Last month, the Luxembourg government presented a bill to parliament to allow the securitisation of assets for a proposed sukuk worth 200 million euros ($275 million), part of efforts to boost the tiny state's Islamic finance credentials.

Such legislation could be passed in two to four months but lawmakers will focus on approving the 2014 budget which may shift the timetable, said Marc Hansen, a member of Luxembourg's legislature, the Chamber of Deputies.

"We are now waiting for the annual budget in March; this is now the top priority," said Hansen, who serves as president of the Chamber's finance and budget committee. "The timeline is between two to five months."

Lawmakers are now studying the bill's conformity to existing laws, while the actual structure and issuance of the sukuk depends on the finance ministry, Hansen added.

The bill identifies three real estate assets to underpin the Islamic bond.

AAA-rated Luxembourg could pip Britain's ambitions to become the first Western country to issue a sovereign sukuk. Last year, Britain unveiled plans to sell a 200 million pound ($335 million) sukuk and it has mandated HSBC to advise on the deal, giving a "2014-2015" timeframe.

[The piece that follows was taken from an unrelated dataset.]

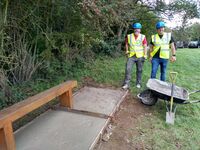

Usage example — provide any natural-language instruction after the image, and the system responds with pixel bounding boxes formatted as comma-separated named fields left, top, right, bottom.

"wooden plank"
left=0, top=81, right=77, bottom=128
left=0, top=122, right=15, bottom=150
left=59, top=90, right=73, bottom=108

Legal filings show Luxembourg's sukuk would be denominated in euros and listed on an exchange, but such details are not final, said Hansen, a member of Prime Minister Xavier Bettel's Democratic Party.

"The plan is to discuss these - in my opinion euro will be a strong choice."

Luxembourg's Stock Exchange was the first in Europe to list a sukuk in 2002; it has since listed 16 with three of them currently outstanding, said LSE secretary general Maurice Bauer.